Search code examples
algorithmgo

How can I detect duplicate slices of ints in Go?


In Go, I am using ints to represent elements of a set, sorted []int to represent a subset, and [][]int to represent a set of subsets. A two identical []int slices (subsets) should not be allowed. Thus given some var setOfSubets [][]int, I would like to detect duplicate []int slices in setOfSubets. What is an efficient idomatic way to detect these duplicates?

We can assume that the elements of the subset are sorted.

For my program, I will return an error when the first duplicate is detected.

As an example, a user could create setOfSubsets

setOfSubsets := make([][]int, 0)

subSetA := []int{0, 1}  // 0 and 1 are elements
subSetB := []int{0, 2}  // 0 and 2 are elements
subSetADuplicate := []int{0, 1} // 0 and 1 are elements

setOfSubsets = append(setOfSubsets, subSetA)
setOfSubsets = append(setOfSubsets, subSetB)
setOfSubsets = append(setOfSubsets, subSetADuplicate)

// many more subsets added before the client calls
check(setOfSubets)

then my code check(setOfSubsets [][]int) error should detect that {0, 1} is duplicated. In the real program, there could be thousands of elements and perhaps millions of subsets. To be clear, my question is how to best write check(setOfSubsets [][]int)

I thought of using a map with []int as the key but I realized that is not allowed in Go. I also considered sorting the set of subsets and then checking adjacent subsets []int slices but I am not sure that is idiomatic or efficient.


Solution

  • One simple approach is to sort subsets []][]int which will make duplicate subsets adjacent to each other (there can several groups of duplicate elements). Then duplicate subsets can be found by checking if adjacent subsets are equal. The code example below returns nil if there are no duplicates (all subsets are unique) or an error about one duplicate found (there could be more).

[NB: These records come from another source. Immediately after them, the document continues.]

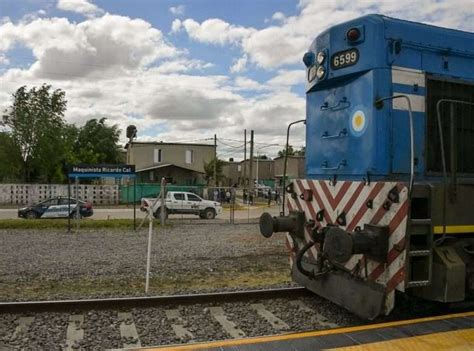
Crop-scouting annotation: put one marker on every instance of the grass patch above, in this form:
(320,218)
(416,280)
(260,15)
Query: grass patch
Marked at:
(63,289)
(63,223)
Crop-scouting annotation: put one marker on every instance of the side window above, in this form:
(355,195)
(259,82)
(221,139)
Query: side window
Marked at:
(179,196)
(192,197)
(65,201)
(189,156)
(50,202)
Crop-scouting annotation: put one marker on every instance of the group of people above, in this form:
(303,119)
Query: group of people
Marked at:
(276,196)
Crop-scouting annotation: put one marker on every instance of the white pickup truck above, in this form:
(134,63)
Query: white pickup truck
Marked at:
(180,202)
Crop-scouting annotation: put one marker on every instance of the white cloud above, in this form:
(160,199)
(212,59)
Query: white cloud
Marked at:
(239,65)
(278,16)
(182,65)
(177,10)
(216,31)
(243,83)
(99,46)
(84,7)
(4,60)
(176,26)
(286,43)
(288,78)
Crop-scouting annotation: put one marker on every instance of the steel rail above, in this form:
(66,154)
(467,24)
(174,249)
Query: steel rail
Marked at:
(149,301)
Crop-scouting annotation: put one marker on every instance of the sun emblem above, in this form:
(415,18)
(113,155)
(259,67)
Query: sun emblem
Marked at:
(358,122)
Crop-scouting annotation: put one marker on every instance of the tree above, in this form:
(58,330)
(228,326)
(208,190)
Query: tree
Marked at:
(36,123)
(9,155)
(301,152)
(98,143)
(281,153)
(293,152)
(209,169)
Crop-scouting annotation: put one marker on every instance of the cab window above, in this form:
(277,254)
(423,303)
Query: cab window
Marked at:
(65,201)
(179,196)
(192,197)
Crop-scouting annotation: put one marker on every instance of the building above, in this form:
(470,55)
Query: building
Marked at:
(262,170)
(231,171)
(295,167)
(179,163)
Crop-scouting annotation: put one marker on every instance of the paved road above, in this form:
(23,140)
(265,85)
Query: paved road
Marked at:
(115,213)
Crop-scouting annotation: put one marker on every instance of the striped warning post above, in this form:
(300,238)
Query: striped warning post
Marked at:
(362,203)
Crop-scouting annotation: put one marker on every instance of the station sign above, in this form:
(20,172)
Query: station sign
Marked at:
(102,170)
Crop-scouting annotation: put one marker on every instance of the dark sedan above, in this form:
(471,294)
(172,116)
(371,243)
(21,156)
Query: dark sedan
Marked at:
(57,207)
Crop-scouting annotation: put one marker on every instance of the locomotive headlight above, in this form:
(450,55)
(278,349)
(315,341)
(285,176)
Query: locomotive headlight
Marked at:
(312,73)
(321,72)
(321,56)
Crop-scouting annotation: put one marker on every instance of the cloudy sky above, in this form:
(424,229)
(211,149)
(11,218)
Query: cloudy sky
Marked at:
(184,70)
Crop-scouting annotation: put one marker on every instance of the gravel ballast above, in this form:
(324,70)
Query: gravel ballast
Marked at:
(54,264)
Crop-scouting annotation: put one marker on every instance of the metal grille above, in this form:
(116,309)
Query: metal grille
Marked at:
(463,126)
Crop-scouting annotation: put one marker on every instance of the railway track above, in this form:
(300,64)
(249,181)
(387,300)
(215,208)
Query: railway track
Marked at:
(115,323)
(144,321)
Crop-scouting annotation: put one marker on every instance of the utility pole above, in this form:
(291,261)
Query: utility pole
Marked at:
(245,158)
(251,162)
(215,160)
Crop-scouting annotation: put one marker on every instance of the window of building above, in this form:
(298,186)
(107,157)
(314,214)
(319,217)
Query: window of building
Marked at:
(192,197)
(189,156)
(157,156)
(179,196)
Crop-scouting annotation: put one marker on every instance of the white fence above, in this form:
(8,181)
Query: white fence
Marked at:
(24,194)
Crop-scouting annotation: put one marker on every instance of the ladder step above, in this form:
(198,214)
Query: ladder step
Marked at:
(421,221)
(419,253)
(418,283)
(421,191)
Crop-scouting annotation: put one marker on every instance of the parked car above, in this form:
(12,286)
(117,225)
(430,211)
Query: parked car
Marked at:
(180,202)
(56,207)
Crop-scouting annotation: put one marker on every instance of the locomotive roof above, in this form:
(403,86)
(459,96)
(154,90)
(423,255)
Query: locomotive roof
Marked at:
(419,33)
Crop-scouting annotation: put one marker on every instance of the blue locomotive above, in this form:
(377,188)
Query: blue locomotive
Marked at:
(388,203)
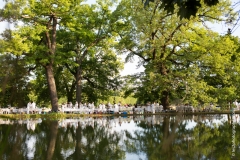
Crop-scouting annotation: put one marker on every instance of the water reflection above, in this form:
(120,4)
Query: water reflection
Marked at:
(135,137)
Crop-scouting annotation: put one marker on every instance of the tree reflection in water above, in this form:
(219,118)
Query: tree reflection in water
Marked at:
(155,137)
(169,139)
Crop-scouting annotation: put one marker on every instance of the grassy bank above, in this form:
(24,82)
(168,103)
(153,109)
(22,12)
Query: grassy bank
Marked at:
(69,115)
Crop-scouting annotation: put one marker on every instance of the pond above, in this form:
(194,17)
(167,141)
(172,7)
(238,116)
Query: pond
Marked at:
(142,137)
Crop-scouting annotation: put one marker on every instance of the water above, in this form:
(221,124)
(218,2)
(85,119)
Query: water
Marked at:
(122,138)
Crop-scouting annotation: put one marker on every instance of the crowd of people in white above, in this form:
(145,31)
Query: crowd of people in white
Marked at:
(118,108)
(90,108)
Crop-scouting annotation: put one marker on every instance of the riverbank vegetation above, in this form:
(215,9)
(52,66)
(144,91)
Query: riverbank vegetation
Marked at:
(71,51)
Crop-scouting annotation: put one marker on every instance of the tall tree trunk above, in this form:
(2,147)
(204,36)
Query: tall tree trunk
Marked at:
(79,85)
(51,45)
(52,87)
(165,93)
(165,99)
(53,138)
(70,92)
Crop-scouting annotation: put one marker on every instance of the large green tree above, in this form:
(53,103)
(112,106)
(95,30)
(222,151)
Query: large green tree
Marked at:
(172,50)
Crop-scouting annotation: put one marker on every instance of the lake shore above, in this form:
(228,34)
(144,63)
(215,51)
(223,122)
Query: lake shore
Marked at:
(69,115)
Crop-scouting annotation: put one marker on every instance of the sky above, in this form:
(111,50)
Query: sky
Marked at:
(131,68)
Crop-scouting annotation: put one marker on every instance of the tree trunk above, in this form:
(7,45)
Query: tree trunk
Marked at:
(52,87)
(79,85)
(165,99)
(53,137)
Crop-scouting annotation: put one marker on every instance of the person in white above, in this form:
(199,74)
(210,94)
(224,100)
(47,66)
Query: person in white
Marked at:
(116,108)
(236,104)
(76,105)
(29,105)
(33,105)
(153,108)
(104,108)
(148,108)
(100,108)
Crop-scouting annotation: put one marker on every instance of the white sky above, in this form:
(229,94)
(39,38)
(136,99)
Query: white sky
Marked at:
(131,68)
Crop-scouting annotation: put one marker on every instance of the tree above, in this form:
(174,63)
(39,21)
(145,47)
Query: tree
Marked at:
(187,8)
(38,32)
(90,50)
(170,49)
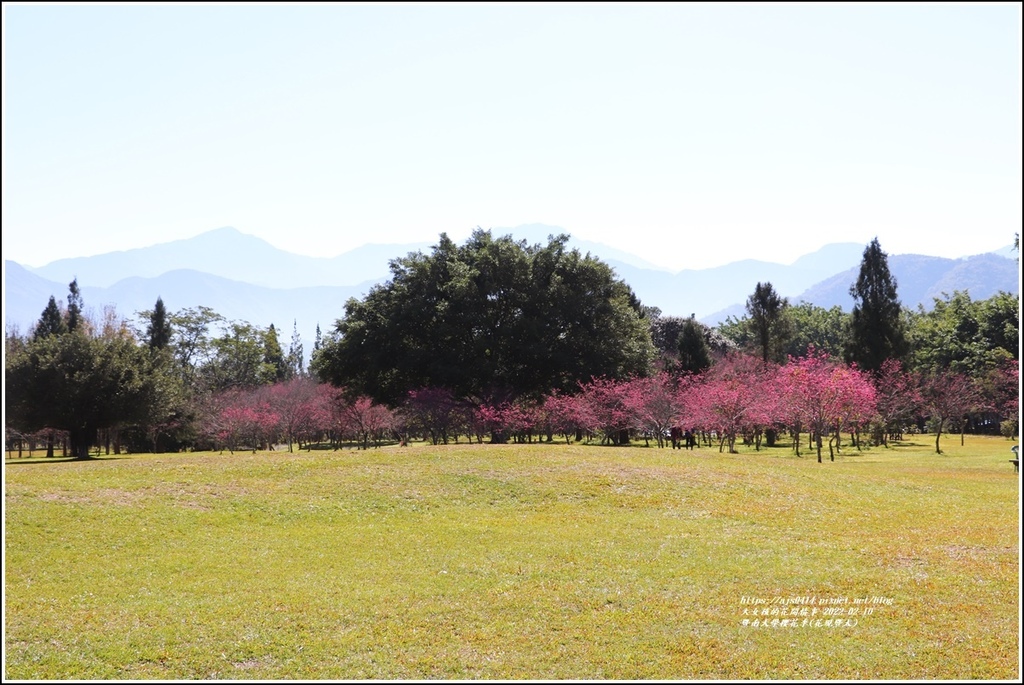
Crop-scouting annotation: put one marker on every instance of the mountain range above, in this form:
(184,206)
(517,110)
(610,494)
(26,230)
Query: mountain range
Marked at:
(243,277)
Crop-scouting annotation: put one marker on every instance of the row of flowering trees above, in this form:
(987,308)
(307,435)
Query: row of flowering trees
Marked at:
(740,397)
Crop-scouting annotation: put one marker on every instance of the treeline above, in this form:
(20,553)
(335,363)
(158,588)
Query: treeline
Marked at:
(501,340)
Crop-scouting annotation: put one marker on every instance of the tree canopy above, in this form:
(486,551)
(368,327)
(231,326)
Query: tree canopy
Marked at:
(877,331)
(489,320)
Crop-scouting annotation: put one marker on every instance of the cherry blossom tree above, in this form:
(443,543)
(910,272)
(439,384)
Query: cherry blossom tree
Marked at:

    func checkSubsetsForDuplicates(subsets [][]int) error {
        subsetsCopy := make([][]int, len(subsets))
        // This copy could be omitted if it is ok to change the order of subsets
        copy(subsetsCopy, subsets)
        slices.SortFunc(subsetsCopy, slices.Compare)
        prevSubset := subsetsCopy[0]
        for _, subset := range subsetsCopy[1:] {
            if slices.Equal(prevSubset, subset) {
                return fmt.Errorf(
                    "duplicate subsets are not allowed. The subset %v was found twice",
                    subset)
            }
            prevSubset = subset
        }
        return nil
    }
    

    I've benchmarked this approach using

    func BenchmarkCheckSubsetsForDuplicates(b *testing.B) {
        // Use combinations to get unique subsets.
        subsets := combin.Combinations(25, 10)    //    "gonum.org/v1/gonum/stat/combin"
        assert.Assert(b, len(subsets) == 3268760) // expected number of combinations
    
        b.ResetTimer()
        for i := 0; i < b.N; i++ {
            b.StopTimer()
            // Shuffle for an unbiased order of the subsets
            rand.Shuffle(len(subsets), func(i, j int) { subsets[i], subsets[j] = subsets[j], subsets[i] })
            b.StartTimer()
            err := checkSubsetsForDuplicates(subsets)
            assert.NilError(b, err)
        }
    

    getting results

    cpu: Intel(R) Processor 5Y10 CPU @ 0.80GHz
    BenchmarkCheckSubsetsForDuplicates-4                  1        4126782886 ns/op
    BenchmarkCheckSubsetsForDuplicates-4                  1        3947514637 ns/op
    BenchmarkCheckSubsetsForDuplicates-4                  1        3824476894 ns/op
    BenchmarkCheckSubsetsForDuplicates-4                  1        3805860089 ns/op
    PASS
    

    on my 8 year old laptop. For this data, checkSubsetsForDuplicates takes around 4 seconds. The timing results will depend of the specific data but I have satisfied "millions of subsets" as stated in the question.